Снегирев снова стал возражать, хотя говорить было больше не о чем. Его не слушали. Остроградский внимательно разглядывал свои руки, потом занялся карандашом, лежавшим перед ним на чистом листе бумаги. У него было усталое лицо. «Не разговаривать так долго, а убить Снегирева — вот это было бы, пожалуй, ему по плечу», — подумалось мне, когда он поднял глаза, спокойные, с блеснувшей полоской белка.
18
Смеркалось. Погода погрубела к ночи. Редкий жесткий снежок стал виден в свете вспыхнувших фонарей. Еще полчаса — и пурга, как в поле, замела во всю ширину Садовой. Снегирев поднял воротник и, сняв перчатку, прикладывал теплую ладонь к замерзшим губам. Он шел и шел, прикидывая, рассчитывая. От кого идет затея, хотел бы он знать. Конечно, от ВНИРО. И тогда, в сорок девятом, Проваторов упорствовал. А теперь там еще и Лепестков! Они! Они! В свое время он, Снегирев, жаловался на Проваторова министру. Копия письма сохранилась, и надо послать ее в редакцию, чтобы сразу стало ясно, что это за птица. Он заскрежетал зубами, вспомнив, как над ним смеялись. Они старались, этот сука Лепестков, убедить редакцию, что он — невежда. Ладно, еще посмотрим! Надо поехать к редактору и передать ему, во-первых, — он загнул палец, — свидетельство Главрыбпрома о том, что им, Снегиревым, — и никем другим, — разработан новый метод промысловой разведки. Во-вторых, — он загнул другой, — что техсовет министерства поддержал его предложения по проблеме Керченского пролива. В-третьих, — автобиография. Чтобы эти сволочи знали, что в двадцатом году он добровольно вступил в девяносто шестой Вохровский полк и дрался с белобандитами и с девятнадцати лет учительствовал в деревне, а потом десять лет бился, чтобы поступить в университет.

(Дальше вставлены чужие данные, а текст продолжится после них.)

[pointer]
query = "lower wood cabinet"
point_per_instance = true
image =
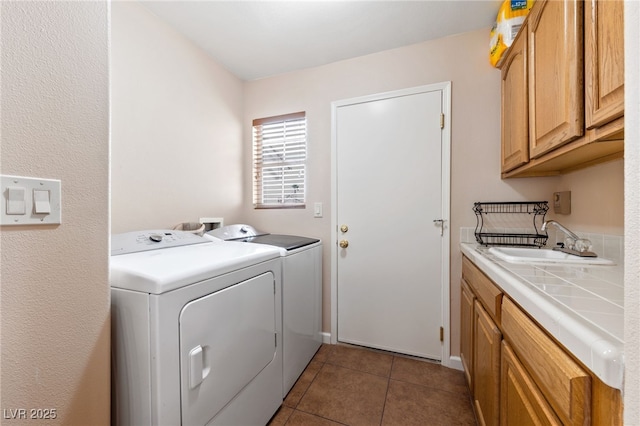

Он справился со слезами, вспомнив, как ходил кочегаром на траулерах, и как было трудно готовиться в университет без образования, и как на первом курсе ему, тридцатилетнему, было стыдно среди девчонок и мальчишек. И как он униженно просил Кошкина поставить ему зачет, и Кошкин засмеялся, когда, желая польстить, он нечаянно назвал его не «маститым», а «мастистым». Погодите же, погодите!